Methods: Following PRISMA 2020 guidelines, we searched PubMed/MEDLINE, EMBASE, Cochrane Library, and Web of Science (January 2000–December 2025) for relevant studies. Two reviewers independently handled selection, extraction, and quality assessment via the Newcastle-Ottawa Scale and Grading of Recommendations Assessment, Development and Evaluation (GRADE).
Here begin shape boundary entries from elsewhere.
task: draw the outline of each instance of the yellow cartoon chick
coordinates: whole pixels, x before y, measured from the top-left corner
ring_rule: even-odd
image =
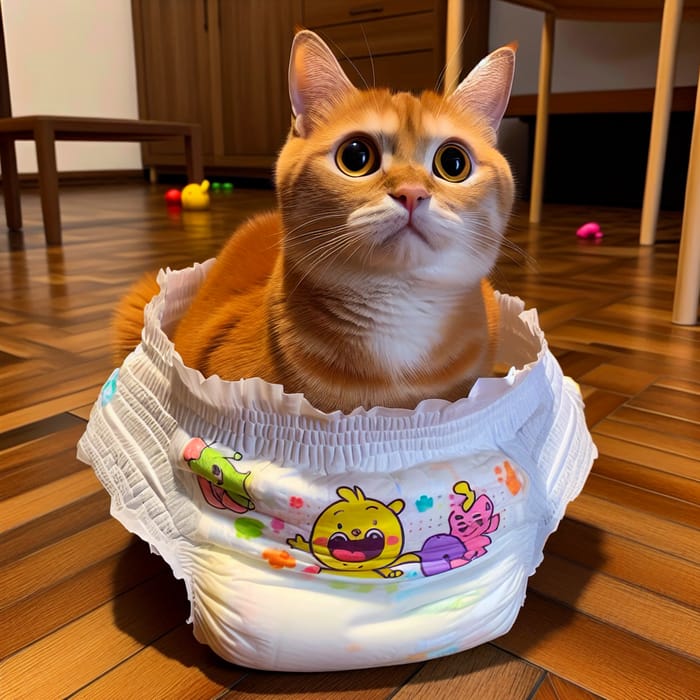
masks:
[[[401,556],[401,499],[385,505],[366,498],[359,486],[341,486],[336,493],[340,500],[318,516],[310,540],[297,535],[287,540],[290,547],[313,554],[323,570],[347,576],[394,578],[403,571],[392,567],[419,561],[415,554]]]

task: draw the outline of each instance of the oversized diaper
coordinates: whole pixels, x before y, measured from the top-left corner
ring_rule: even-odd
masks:
[[[113,515],[184,579],[197,639],[245,666],[321,671],[507,632],[596,456],[536,312],[496,293],[512,369],[468,397],[326,414],[182,363],[168,333],[211,262],[161,272],[78,447]]]

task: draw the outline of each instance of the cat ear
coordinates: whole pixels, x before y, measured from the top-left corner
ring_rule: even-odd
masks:
[[[307,29],[297,33],[289,61],[289,97],[299,136],[308,136],[334,105],[356,90],[321,37]]]
[[[501,124],[510,99],[516,49],[517,44],[513,43],[490,53],[448,98],[458,109],[485,119],[494,132]]]

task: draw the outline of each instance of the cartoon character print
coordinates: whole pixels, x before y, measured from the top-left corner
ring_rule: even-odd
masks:
[[[500,516],[494,513],[493,501],[486,494],[477,498],[466,481],[457,482],[452,490],[450,532],[429,537],[417,553],[425,576],[465,566],[486,554],[491,544],[488,535],[500,524]]]
[[[316,518],[308,541],[302,535],[287,540],[292,549],[312,554],[321,571],[345,576],[395,578],[403,571],[394,567],[419,561],[414,553],[401,555],[401,499],[385,505],[367,498],[359,486],[341,486],[336,493],[340,500]]]
[[[202,438],[192,438],[185,445],[182,458],[197,474],[199,488],[209,505],[234,513],[247,513],[255,508],[246,489],[250,472],[239,472],[234,465],[243,459],[240,452],[226,457]]]

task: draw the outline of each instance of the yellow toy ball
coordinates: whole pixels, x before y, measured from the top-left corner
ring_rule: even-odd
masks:
[[[202,184],[192,183],[182,190],[183,209],[209,209],[209,180],[202,180]]]

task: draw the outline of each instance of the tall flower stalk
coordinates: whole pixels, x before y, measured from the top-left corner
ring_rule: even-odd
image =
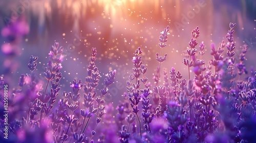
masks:
[[[188,42],[189,47],[187,50],[187,55],[189,56],[188,59],[184,59],[183,63],[187,66],[188,69],[188,80],[190,80],[190,67],[193,65],[193,60],[191,59],[191,57],[196,55],[197,50],[195,49],[197,45],[197,38],[199,36],[199,29],[197,27],[191,32],[193,38],[191,38],[190,41]]]

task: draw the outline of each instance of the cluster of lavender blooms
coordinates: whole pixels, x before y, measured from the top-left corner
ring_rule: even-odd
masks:
[[[162,55],[167,45],[167,26],[159,38],[160,53],[156,54],[159,66],[153,78],[155,85],[153,89],[150,88],[152,85],[146,83],[146,68],[139,56],[141,49],[136,50],[133,59],[134,73],[127,81],[129,100],[125,98],[124,102],[120,102],[117,108],[120,117],[117,123],[122,124],[118,126],[121,142],[256,141],[256,130],[252,127],[256,125],[256,72],[252,70],[248,74],[246,69],[246,45],[242,46],[238,63],[235,63],[236,25],[230,23],[226,42],[221,41],[217,49],[214,44],[210,45],[212,59],[208,65],[203,59],[206,47],[204,42],[197,48],[200,32],[196,27],[191,32],[192,38],[183,61],[188,67],[188,73],[181,73],[172,67],[169,75],[166,68],[161,68],[161,63],[167,59],[167,54]],[[195,75],[193,79],[190,70]],[[182,74],[187,74],[188,79],[183,78]],[[242,77],[243,74],[245,76]],[[140,81],[143,87],[140,87]],[[127,105],[129,103],[131,107]],[[126,123],[123,122],[125,115]],[[140,119],[144,122],[141,123]],[[132,124],[133,129],[129,130]],[[142,125],[144,128],[141,127]],[[139,128],[135,129],[137,127]]]
[[[234,58],[235,26],[230,23],[226,41],[221,41],[218,48],[211,44],[212,58],[208,65],[203,58],[206,46],[201,42],[197,46],[199,28],[193,30],[181,61],[187,66],[185,73],[174,67],[161,69],[162,63],[168,60],[166,54],[162,55],[168,48],[167,26],[159,38],[155,83],[148,81],[143,52],[138,47],[123,99],[117,107],[104,101],[115,70],[106,75],[104,87],[97,88],[100,75],[95,48],[92,49],[85,81],[74,79],[72,92],[59,94],[63,48],[55,43],[49,54],[45,81],[36,78],[38,58],[30,57],[30,74],[20,76],[18,86],[9,97],[8,140],[2,136],[5,121],[1,116],[0,142],[255,142],[256,72],[246,69],[248,46],[243,45],[239,59]],[[2,78],[2,103],[6,84]]]
[[[30,74],[20,76],[18,86],[8,98],[10,113],[8,139],[3,136],[6,125],[1,115],[1,142],[94,142],[93,137],[96,131],[99,132],[98,142],[104,140],[104,134],[100,133],[102,128],[97,130],[97,127],[103,120],[106,108],[104,98],[109,87],[114,83],[116,71],[111,70],[108,74],[103,81],[104,88],[99,90],[100,95],[98,96],[97,86],[100,75],[95,62],[97,51],[92,48],[85,81],[74,79],[70,86],[73,93],[63,91],[59,94],[59,82],[62,77],[61,62],[64,57],[62,52],[63,47],[58,43],[52,46],[44,74],[45,81],[38,78],[35,72],[38,57],[31,56],[28,64]],[[1,77],[1,111],[4,109],[2,87],[6,84],[8,83]],[[80,91],[83,87],[83,91]],[[111,107],[106,107],[110,108],[108,111],[111,111]]]

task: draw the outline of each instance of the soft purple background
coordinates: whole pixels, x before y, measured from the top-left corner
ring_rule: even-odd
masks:
[[[198,7],[200,9],[196,9]],[[74,49],[67,51],[61,69],[65,77],[61,86],[71,91],[69,86],[74,78],[84,81],[91,49],[96,47],[101,81],[109,70],[117,71],[116,81],[119,84],[112,85],[112,98],[108,101],[114,102],[113,99],[120,99],[125,91],[125,81],[132,73],[133,53],[138,46],[142,48],[143,61],[148,68],[146,76],[153,81],[152,74],[158,65],[155,54],[160,50],[157,45],[159,36],[167,25],[170,35],[163,51],[167,54],[163,67],[168,71],[174,66],[187,76],[186,66],[182,63],[182,53],[188,46],[191,30],[197,26],[200,30],[198,41],[204,41],[206,46],[203,58],[207,63],[211,58],[210,44],[214,42],[218,46],[222,40],[226,42],[225,36],[230,22],[237,23],[237,56],[240,47],[247,44],[246,66],[256,65],[256,2],[253,0],[4,0],[0,2],[0,63],[3,65],[0,75],[4,75],[14,85],[17,86],[20,74],[30,73],[27,64],[31,55],[39,58],[36,72],[44,72],[50,48],[56,41],[66,51],[71,44],[74,45]],[[16,18],[11,18],[15,14]],[[8,18],[16,20],[12,24],[7,22]],[[183,27],[177,28],[178,23]],[[9,47],[8,43],[11,43]]]

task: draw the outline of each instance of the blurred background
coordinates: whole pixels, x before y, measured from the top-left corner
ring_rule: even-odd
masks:
[[[30,73],[27,64],[31,55],[38,57],[36,72],[42,74],[50,47],[58,42],[66,55],[61,86],[71,91],[74,78],[84,81],[91,50],[95,47],[100,82],[110,70],[117,72],[116,84],[106,100],[113,102],[126,90],[138,47],[141,47],[142,60],[148,67],[145,76],[154,83],[158,65],[156,53],[160,52],[158,39],[167,26],[170,34],[163,50],[167,57],[162,67],[167,71],[175,67],[186,77],[187,67],[182,62],[191,31],[199,27],[198,42],[203,41],[206,46],[202,58],[207,63],[211,58],[210,44],[218,47],[222,40],[227,42],[225,36],[230,22],[237,24],[234,36],[237,59],[241,46],[246,44],[249,48],[246,66],[255,67],[254,0],[2,0],[0,75],[13,87],[17,86],[20,75]],[[39,78],[45,80],[42,76]]]

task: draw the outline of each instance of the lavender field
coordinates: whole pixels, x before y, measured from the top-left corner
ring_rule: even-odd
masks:
[[[256,2],[0,2],[0,142],[256,142]]]

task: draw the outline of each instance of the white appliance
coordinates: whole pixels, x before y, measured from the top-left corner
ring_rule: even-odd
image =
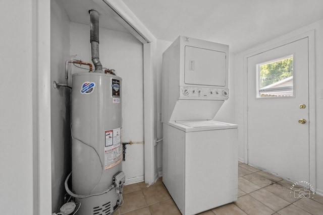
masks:
[[[163,54],[163,181],[183,214],[237,199],[238,126],[212,120],[229,98],[228,56],[184,36]]]

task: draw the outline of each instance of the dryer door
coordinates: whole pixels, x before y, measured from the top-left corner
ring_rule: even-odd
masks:
[[[225,87],[226,73],[225,52],[185,46],[185,84]]]

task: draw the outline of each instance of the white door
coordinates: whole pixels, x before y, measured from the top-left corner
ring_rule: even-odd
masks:
[[[308,40],[247,58],[248,163],[294,181],[309,179]]]

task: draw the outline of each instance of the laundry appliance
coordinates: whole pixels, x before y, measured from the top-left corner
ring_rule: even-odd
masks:
[[[179,37],[163,56],[163,181],[183,214],[237,199],[238,125],[213,120],[228,99],[229,46]]]

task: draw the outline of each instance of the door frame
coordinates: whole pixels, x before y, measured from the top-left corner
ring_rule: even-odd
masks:
[[[308,99],[309,133],[309,181],[316,190],[316,91],[315,79],[315,30],[312,30],[288,39],[279,42],[270,42],[270,45],[256,51],[250,52],[243,56],[243,83],[244,83],[244,162],[248,163],[248,57],[266,51],[282,46],[292,42],[308,38]]]

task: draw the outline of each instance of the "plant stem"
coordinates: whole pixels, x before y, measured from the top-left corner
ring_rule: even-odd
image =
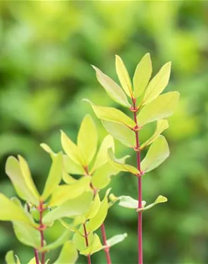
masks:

Results: Of 2847 records, 48 studies (n = 41,326 patients) were included. Inflammatory biomarkers (e.g., sTNFR1, sTNFR2, CRP) were strongly associated with all-cause and cardiovascular mortality (pooled HR for sTNFR1, 1.86 [95% CI, 1.58–2.19]). Middle molecules (β2-microglobulin) and protein-bound toxins (indoxyl sulfate) are linked to mortality and cardiovascular events. Urinary tubular injury markers (NGAL, KIM-1) predicted residual kidney function (RKF) decline in hemodialysis and peritoneal dialysis, for example, 25% faster RKF loss per 50% urinary KIM-1 increase over 18 months in PD cohorts, with independent prognostic value for ESKD progression. Biomarkers often added value beyond Kt/V, though assay heterogeneity, timing, and normalization hindered comparisons.
Conclusions: Blood and urine biomarkers deliver pathophysiological insights surpassing urea kinetics, promising personalized dialysis. Translation requires assay standardization, decision thresholds, and interventional trials confirming that biomarker-guided strategies improve outcomes.